Ann and I did not like the boats we saw that were Loop capable. So, I decided that the choice of boat would have a higher priority than a particular itinerary. With that in mind, I began researching boats with a different set of criteria: seaworthiness, electronics, comfort at sea, comfort at rest, and ultimately, I ended up with the question: What is the most sea-worthy, largest, and nicest boat that Ann and I can handle as a couple and feel safe and secure in different sea and docking conditions? After several months of research, I came up with a shortlist. 

Having ruled out the Great Loop for now, I started planning a new itinerary: Annapolis, Baltimore, Philly, Cape May, Atlantic City, New York City, Cape Cod, Block Island, Newport, Boston, Maine, Nova Scotia, and then back to Annapolis in the fall, hitting all the places we missed on the way north. 

After a short stay in Annapolis when it starts to get cold, we would go down to the Florida Keys, the Bahamas, Turks and Caicos, Dominican Republic, Puerto Rico, and Barbados, and then in the spring cruise back to Florida, Georgia, South Carolina, North Carolina, Virginia and then home in late April or early May. The Great Loop could wait.

At the top of my list was a Fleming 65. This is hands-down the best possible boat in the owner-operator size, the most beautiful, and the most desirable. Second on my list, after all my research, is the Hampton Endurance. After that, at a close third is a tie between the Outer Reef and the Marlow Yachts. Truly, I would be ecstatic with any of these. 

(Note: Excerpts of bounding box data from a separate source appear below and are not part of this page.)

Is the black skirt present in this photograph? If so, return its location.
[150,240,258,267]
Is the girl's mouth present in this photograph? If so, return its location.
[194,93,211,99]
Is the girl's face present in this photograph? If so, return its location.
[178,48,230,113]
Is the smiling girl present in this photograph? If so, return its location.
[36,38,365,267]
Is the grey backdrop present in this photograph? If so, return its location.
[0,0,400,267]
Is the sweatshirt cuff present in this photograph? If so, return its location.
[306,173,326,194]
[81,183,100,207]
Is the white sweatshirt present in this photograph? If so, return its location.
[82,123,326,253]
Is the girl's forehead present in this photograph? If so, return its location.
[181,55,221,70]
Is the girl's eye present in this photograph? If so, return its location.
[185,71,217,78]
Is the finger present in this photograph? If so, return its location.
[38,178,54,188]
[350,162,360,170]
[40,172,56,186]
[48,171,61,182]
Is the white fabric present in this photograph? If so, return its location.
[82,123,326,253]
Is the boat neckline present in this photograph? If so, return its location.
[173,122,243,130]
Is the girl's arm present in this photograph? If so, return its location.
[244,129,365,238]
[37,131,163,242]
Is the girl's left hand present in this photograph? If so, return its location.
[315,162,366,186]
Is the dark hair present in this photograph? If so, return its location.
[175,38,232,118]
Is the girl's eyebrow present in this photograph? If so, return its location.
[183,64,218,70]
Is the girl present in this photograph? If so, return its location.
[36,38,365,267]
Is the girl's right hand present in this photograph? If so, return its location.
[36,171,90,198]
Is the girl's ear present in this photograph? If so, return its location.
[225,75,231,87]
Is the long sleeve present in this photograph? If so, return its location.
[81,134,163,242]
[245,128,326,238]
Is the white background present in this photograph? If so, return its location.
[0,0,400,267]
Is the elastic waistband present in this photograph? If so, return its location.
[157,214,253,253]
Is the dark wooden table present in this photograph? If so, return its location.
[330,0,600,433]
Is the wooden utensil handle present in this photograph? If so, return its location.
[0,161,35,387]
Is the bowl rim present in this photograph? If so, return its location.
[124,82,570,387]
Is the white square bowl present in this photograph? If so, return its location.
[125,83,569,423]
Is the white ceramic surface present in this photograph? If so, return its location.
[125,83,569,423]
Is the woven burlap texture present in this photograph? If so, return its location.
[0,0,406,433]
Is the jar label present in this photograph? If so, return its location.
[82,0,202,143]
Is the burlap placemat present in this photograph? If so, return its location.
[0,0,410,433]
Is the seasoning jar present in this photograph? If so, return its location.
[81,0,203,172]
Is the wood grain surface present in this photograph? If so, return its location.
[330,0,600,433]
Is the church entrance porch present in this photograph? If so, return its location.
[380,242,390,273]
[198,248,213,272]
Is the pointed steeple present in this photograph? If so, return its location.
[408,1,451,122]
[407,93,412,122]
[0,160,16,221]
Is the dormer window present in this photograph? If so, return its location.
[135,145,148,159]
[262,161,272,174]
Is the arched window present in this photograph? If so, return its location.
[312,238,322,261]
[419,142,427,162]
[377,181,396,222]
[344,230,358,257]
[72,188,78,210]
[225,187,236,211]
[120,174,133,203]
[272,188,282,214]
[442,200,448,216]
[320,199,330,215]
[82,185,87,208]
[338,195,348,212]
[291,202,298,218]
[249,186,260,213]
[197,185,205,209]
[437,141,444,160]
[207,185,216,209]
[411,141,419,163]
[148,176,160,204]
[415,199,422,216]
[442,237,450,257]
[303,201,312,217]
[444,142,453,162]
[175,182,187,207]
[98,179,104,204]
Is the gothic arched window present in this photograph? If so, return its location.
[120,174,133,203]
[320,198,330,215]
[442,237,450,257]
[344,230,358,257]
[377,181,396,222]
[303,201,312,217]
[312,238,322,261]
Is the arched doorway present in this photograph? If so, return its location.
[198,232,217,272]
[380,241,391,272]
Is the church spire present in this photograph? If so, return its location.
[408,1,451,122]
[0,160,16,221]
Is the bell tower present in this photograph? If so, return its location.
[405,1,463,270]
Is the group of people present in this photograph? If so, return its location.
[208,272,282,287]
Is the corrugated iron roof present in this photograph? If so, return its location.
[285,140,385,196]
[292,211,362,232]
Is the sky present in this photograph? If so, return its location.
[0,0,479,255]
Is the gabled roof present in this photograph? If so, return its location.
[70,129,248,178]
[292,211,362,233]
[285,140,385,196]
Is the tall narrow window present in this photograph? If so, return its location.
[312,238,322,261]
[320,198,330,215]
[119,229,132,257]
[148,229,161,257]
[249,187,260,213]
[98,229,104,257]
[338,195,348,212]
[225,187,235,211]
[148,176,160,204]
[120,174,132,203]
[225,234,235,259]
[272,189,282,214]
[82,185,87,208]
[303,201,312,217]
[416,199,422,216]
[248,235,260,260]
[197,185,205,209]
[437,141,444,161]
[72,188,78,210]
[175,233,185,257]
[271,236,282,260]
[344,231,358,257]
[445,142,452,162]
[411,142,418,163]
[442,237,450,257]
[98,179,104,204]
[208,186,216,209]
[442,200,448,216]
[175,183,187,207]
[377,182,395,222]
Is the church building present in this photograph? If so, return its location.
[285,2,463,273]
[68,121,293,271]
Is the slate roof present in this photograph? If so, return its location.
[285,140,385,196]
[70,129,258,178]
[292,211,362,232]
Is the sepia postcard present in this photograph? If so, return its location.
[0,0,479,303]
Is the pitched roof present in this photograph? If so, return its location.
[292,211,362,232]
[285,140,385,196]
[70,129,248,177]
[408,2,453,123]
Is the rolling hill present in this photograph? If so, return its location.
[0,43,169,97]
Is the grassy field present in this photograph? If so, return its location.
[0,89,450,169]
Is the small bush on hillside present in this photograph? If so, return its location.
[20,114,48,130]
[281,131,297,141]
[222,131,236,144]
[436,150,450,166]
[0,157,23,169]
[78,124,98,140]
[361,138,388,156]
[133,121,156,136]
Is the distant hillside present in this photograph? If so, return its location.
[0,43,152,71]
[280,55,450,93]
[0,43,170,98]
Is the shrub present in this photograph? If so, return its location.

Initial sketch of Empty Nest
Initial sketch of Empty Nest

After several boat shows and multiple trips around the country to look at boats for sale, we decided to pull the trigger and put a deposit on a new build of a 2023 Endurance 658L. Overall length is 71’, draft is 5’3”, and beam is 19’2.” Exactly what we were looking for. We opted for the deluxe sky lounge feature where the flybridge is completely finished as an indoor space with the boat’s only helm. This lets us use the entire main deck level for living space, and we put a country kitchen in the forward area of the main deck. We designed it from scratch with so many features that we love about the boat that I could write several pages about them, and perhaps I will at some point.

Our new boat, named Empty Nest, was built in Shanghai, China, and on February 27, 2023, it set sail on a cargo ship for Miami. It arrived on April 6. As I write this blog, the boat is being commissioned in Ft. Lauderdale, and we expect to fly down next month for training and delivery. Then, Ann and I plan to sail it up to Annapolis. 

We now have one year to plan our big trip.